Walking up on snowshoes also gives you ample time to think- it is the slowest form of walking I know – and I spent some of that time considering my little island of heat on the way up. The counterintuitive trick in deep cold is to avoid overheating and its bath of sweat, which, if generated, tends quickly toward ice when you stop and cool. As all winter walkers know, this focus leads to a parsing of layers of clothing that is different for each walker. I spent considerable steps debating 3 versus 4 layers, adding in consideration of a tucked versus an untucked underlayer.

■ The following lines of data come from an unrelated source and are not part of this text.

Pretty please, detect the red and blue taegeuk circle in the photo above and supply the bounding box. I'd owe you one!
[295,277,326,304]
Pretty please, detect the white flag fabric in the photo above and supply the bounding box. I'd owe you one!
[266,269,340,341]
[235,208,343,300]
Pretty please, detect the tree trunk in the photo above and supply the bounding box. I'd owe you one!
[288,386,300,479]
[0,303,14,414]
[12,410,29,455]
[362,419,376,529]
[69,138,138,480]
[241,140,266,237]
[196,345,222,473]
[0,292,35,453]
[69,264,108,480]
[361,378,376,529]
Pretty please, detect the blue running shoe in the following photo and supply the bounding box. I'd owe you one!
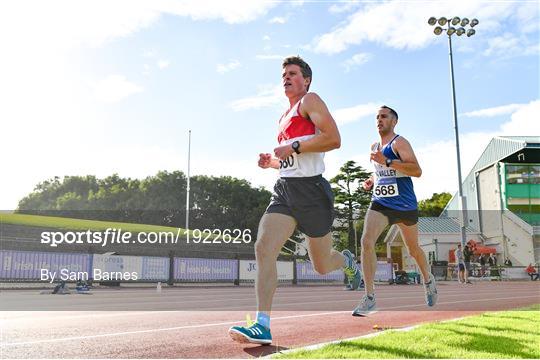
[341,250,362,290]
[229,323,272,345]
[424,274,439,306]
[352,295,377,316]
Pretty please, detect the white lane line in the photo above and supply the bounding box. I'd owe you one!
[0,296,538,346]
[3,289,532,312]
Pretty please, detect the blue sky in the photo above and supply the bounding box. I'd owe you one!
[0,0,540,209]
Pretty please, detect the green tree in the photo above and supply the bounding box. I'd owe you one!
[330,160,371,251]
[418,192,452,216]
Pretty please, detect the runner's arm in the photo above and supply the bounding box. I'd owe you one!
[390,136,422,177]
[258,153,279,169]
[300,93,341,152]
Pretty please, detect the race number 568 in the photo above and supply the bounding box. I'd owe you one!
[374,184,399,197]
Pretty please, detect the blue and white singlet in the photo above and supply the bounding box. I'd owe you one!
[371,135,418,211]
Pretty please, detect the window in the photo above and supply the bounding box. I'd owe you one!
[506,165,530,184]
[529,165,540,184]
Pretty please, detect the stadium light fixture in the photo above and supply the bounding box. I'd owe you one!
[428,16,479,248]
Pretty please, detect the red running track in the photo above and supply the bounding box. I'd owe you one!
[0,282,540,358]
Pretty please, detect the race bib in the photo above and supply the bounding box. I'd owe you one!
[279,153,298,170]
[373,177,399,197]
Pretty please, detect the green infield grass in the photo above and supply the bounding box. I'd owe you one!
[0,213,186,234]
[272,304,540,359]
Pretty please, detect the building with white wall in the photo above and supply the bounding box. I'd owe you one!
[385,136,540,268]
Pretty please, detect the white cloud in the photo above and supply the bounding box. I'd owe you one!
[216,60,240,74]
[268,16,287,24]
[341,53,373,72]
[460,104,526,117]
[482,33,539,58]
[255,55,285,60]
[92,75,143,103]
[412,100,540,199]
[229,85,287,111]
[157,60,171,70]
[332,102,382,125]
[310,0,538,54]
[328,1,360,14]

Deep Snow along the Crawford Path (hat off to shed heat). Photo by Paul Ness

Deep Snow along the Crawford Path (hat off to shed heat). Photo by Paul Ness

Then, there was our adaptability to cold to figure – in short the longer your exposure to cold, the more you acclimate to it. Even my three days of climbing pointed this out. By day three, I was down a layer, even as the temperature stayed stubbornly near zero. And, as further example, I recalled a few years ago being out on Zealand Mountain on a zero-degree day, when the caretaker for the nearby hut passed us wearing only shorts and a halter top as she cruised up the trail. Yes, she did admit to “layering up” once she reached the open ledges near 4000 feet, but her winter of living in an unheated hut had given her impressive resistance to cold.

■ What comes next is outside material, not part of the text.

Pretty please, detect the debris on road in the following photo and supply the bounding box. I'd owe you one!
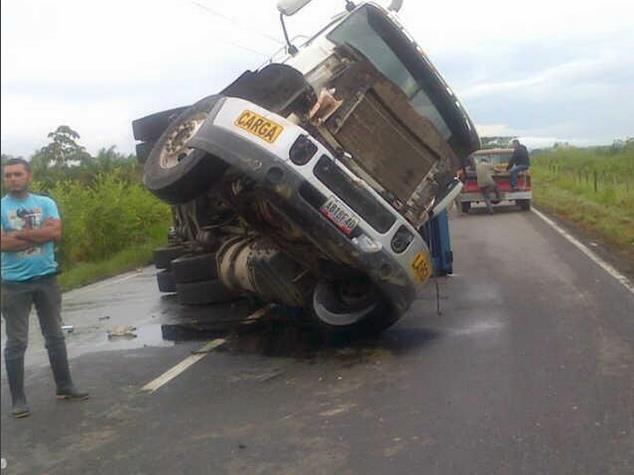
[108,325,137,339]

Finally, there was the feeding of my “firebox,” a practice nearly identical to that of keeping a wood stove going throughout the day. (Thoreau notes this analogy as well.) I learned stoves during a winter in a wood-heated cabin when I was in my early 20s. By March, I could mix woods of varying density and dryness to get the consistent heat of a slow burn day and night. And, having become inured to the cold, I kept the cabin at around 50 degrees. So too with the burn of the body’s fuel during winter walking – mixed feedings, often while still walking, keep you warmer. And here is happiness: enduring cold asks for calories of fat. You like cream cheese or butter? Bring (or layer) it on. It’s not unusual for someone out in deep cold to burn 5000 calories in a day. Falling short of that intake can bring on insistent chill.

Zero and Windy - a look at Mt. Washington. photo by Paul Ness

Zero and Windy – a look at Mt. Eisenhower.
photo by Paul Ness

I know too Henry Thoreau set out on snowshoes when winter was deep – I saw his snowshoes at last year’s exhibit of Thoreauvia at the Concord Museum – and surely he left a record of sensitivity to temperature – both his and that of the Walden world. Thoreau understood that we are truly thermal beings; sometimes it takes winter drive home our dependence.

Postscript: for 24 hours after returning from days outdoors in the cold mountains, I got thermal reminder: indoors, even with central heating set low, I burned with heat. Then, the fat worked through my firebox, and I returned to the temperate feedings and feelings of the lowlands.